Devino M., Dienstag, 29. April 2014, 00:44 (vor 3667 Tagen) @ Devino M.

Kritik der Urteilskraft - Immanuel Kant - Einleitung

II. Von dem System der obern Erkenntnisvermögen, das der Philosophie zum Grunde liegt

Allein Urteilskraft ist ein so besonderes, gar nicht selbständiges Erkenntnisvermögen, daß es weder, wie der Verstand, Begriffe, noch, wie die Vernunft, Ideen, von irgend einem Gegenstande gibt, weil es ein Vermögen ist, bloß unter anderweitig gegebene Begriffe zu subsumieren. Sollte also ein Begriff oder Regel, die ursprünglich aus der Urteilskraft entsprängen, statt finden, so müßte es ein Begriff von Dingen der Natur sein, so fern diese sich nach unserer Urteilskraft richtet, und also von einer solchen Beschaffenheit der Natur, von welcher man sich sonst gar keinen Begriff machen kann, als nur daß sich ihre Einrichtung nach unserem Vermögen richte, die besondern gegebenen Gesetze unter allgemeinere, die doch nicht gegeben sind, zu subsumieren; mit anderen Worten, es müßte der Begriff von einer Zweckmäßigkeit der Natur zum Behuf unseres Vermögens sein, sie zu erkennen, so fern dazu erfordert wird, daß wir das Besondere als unter dem Allgemeinen enthalten beurteilen und es unter den Begriff einer Natur subsumieren können.

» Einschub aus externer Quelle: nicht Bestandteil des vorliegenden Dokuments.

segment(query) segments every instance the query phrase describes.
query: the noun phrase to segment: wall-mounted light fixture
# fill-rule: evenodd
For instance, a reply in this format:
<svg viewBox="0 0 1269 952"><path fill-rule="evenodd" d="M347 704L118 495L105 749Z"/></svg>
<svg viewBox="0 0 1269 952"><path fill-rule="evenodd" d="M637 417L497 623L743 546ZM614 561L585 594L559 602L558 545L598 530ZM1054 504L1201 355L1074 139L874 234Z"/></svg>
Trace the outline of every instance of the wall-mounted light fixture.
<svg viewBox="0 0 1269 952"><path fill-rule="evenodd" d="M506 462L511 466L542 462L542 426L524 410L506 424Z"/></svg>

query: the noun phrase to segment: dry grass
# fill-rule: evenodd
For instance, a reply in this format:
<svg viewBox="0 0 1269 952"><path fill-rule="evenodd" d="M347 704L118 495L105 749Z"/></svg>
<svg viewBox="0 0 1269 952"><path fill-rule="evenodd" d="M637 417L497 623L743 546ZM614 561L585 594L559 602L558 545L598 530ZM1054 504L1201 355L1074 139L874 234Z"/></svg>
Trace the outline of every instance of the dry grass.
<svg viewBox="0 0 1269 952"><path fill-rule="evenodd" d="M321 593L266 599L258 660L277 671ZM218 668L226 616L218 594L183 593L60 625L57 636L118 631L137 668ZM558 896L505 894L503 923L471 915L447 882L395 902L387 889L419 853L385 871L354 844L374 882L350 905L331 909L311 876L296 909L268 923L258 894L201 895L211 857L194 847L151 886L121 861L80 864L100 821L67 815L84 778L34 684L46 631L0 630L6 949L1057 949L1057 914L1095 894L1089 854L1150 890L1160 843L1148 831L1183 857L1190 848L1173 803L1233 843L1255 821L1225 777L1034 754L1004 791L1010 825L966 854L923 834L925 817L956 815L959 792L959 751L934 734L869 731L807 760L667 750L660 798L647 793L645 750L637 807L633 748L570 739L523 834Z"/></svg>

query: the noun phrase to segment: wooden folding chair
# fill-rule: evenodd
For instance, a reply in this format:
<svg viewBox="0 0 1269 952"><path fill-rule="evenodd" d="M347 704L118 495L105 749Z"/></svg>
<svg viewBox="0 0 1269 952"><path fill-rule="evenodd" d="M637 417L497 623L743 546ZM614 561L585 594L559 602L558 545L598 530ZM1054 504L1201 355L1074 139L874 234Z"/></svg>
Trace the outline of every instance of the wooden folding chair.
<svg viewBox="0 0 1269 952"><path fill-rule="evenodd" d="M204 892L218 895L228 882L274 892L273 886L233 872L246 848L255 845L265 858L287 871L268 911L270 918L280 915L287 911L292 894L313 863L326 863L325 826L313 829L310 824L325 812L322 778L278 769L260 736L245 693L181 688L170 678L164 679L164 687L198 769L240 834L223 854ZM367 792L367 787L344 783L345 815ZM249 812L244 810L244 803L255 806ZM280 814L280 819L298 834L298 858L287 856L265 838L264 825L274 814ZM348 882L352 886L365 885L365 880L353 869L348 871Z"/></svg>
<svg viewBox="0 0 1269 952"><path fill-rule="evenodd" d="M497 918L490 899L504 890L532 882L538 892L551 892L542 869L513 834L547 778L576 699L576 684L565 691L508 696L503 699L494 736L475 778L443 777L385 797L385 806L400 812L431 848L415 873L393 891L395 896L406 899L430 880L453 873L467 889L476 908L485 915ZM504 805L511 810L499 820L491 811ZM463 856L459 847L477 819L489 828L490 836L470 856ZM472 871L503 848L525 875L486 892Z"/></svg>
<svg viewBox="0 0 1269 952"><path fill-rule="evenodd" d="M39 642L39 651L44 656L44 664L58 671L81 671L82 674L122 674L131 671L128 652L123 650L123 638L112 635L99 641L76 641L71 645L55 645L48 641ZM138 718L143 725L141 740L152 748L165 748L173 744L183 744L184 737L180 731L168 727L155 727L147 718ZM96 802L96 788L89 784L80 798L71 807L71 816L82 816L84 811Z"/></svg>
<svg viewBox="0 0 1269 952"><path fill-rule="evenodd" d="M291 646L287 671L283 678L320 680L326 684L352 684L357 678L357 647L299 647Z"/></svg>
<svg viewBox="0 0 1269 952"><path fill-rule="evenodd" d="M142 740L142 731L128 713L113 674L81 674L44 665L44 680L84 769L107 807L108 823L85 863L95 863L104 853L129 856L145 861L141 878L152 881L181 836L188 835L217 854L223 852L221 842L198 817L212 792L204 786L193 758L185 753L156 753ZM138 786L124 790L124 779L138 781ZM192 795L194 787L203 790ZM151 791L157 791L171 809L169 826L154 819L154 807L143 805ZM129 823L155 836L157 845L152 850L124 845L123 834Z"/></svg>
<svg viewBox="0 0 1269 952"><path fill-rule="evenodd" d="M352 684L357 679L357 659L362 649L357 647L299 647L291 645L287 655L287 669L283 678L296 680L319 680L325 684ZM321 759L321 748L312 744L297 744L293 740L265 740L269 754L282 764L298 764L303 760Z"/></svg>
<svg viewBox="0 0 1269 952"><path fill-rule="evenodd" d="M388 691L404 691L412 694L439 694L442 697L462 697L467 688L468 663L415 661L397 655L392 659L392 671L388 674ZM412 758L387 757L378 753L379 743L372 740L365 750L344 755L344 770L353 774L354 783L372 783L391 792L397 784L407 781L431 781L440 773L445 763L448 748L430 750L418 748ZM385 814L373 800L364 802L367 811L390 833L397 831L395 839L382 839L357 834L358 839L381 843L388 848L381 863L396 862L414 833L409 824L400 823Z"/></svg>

Ein solcher Begriff ist nun der einer Erfahrung als Systems nach empirischen Gesetzen. Denn obzwar diese nach transzendentalen Gesetzen, welche die Bedingung der Möglichkeit der Erfahrung überhaupt enthalten, ein System ausmacht: so ist doch von empirischen Gesetzen eine so unendliche Mannigfaltigkeit und eine so große Heterogenität der Formen der Natur, die zur besondern Erfahrung gehören würden, möglich, daß der Begriff von einem System nach diesen (empirischen) Gesetzen dem Verstande ganz fremd sein muß, und weder die Möglichkeit, noch weniger aber die Notwendigkeit eines solchen Ganzen begriffen werden kann. Gleichwohl aber bedarf die besondere, durchgehends nach beständigen Prinzipien zusammenhängende Erfahrung auch diesen systematischen Zusammenhang empirischer Gesetze, damit es für die Urteilskraft möglich werde, das Besondere unter das Allgemeine, wie wohl immer noch empirische und so fort an, bis zu den obersten empirischen Gesetzen und denen ihnen gemäßen Naturformen zu subsumieren, mithin das Aggregat besonderer Erfahrungen als System derselben zu betrachten; denn ohne diese Voraussetzung kann kein durchgängig gesetzmäßiger Zusammenhang, d.i. empirische Einheit derselben statt finden.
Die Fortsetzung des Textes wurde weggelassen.